Sara grimaced and wrapped her arms around her belly.
“Contractions?” Kerney asked.
Sara forced a smile. “No, just a swift kick from Patrick Brannon Kerney. I’ll let you know when my water breaks.” She pulled her shoulders back and stretched. “Now, what about Clayton and his family? From what you told me on the phone, they must be devastated.”
Kerney nodded grimly and slugged down the rest of his coffee. It was going to be another long day and he was already running behind. “They are.
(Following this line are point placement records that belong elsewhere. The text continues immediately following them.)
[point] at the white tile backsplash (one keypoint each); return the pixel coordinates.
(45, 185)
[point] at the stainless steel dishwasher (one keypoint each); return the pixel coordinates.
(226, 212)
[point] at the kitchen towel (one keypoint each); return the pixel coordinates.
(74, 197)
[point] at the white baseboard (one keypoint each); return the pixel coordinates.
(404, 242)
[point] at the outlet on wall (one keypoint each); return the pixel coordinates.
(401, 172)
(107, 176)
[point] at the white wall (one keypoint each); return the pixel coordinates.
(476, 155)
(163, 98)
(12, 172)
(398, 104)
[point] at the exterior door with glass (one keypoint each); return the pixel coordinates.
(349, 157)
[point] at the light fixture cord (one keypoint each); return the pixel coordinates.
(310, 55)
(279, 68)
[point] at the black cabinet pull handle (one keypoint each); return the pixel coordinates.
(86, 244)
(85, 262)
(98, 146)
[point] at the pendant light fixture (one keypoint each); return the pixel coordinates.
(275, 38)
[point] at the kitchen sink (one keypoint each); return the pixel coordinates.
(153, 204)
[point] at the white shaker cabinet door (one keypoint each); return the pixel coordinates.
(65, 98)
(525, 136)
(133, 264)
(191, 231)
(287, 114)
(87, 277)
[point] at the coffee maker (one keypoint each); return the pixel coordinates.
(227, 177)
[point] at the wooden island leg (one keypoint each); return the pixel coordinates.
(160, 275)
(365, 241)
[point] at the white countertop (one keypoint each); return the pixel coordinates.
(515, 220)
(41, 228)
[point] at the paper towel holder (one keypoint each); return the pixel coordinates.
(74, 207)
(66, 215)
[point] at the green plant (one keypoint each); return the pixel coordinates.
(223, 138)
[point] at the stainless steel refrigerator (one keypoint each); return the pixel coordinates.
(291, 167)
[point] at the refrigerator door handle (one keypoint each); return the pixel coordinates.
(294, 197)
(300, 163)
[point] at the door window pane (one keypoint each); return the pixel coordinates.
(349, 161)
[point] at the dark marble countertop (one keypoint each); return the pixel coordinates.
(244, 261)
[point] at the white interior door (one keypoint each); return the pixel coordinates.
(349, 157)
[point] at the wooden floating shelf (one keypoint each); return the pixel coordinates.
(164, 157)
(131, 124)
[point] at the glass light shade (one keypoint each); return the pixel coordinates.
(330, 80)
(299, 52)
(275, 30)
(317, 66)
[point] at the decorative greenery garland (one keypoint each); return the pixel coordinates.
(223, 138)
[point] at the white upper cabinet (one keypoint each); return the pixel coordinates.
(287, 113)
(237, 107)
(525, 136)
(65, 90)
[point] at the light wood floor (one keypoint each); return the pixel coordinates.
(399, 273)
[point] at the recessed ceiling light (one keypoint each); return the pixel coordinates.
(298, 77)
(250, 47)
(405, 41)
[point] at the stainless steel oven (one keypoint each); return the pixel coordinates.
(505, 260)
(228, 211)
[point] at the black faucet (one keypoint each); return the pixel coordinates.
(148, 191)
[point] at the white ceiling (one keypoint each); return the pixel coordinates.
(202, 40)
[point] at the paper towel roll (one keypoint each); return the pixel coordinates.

But I only have time to give you a quick report right now.”
After leaving Sara, Kerney went to the house on Upper Canyon Road to shower and shave. For good reason, the place didn’t feel safe. Each sound he heard put him on edge, and he kept the bathroom door open and his semiautomatic close at hand. He dressed quickly in a fresh uniform, holstered his weapon, and walked into the bedroom.
Sara had asked for some fresh clothes. Kerney packed them in an overnight bag—two days’ worth—along with her toiletries. He zipped the bag, took it into the living room, and dumped it on the couch. On the writing desk were the architectural plans for the new house, which Sara wanted
him to bring to her. Next to the plans was a handwritten list of things Sara wanted for the new house: a kitchen island, lamps and end tables, bedroom linens and a seven-foot sofa, cooking utensils. On the architect’s drawing she’d marked places where she planned to arrange the antique pieces she’d inherited from her grandmother.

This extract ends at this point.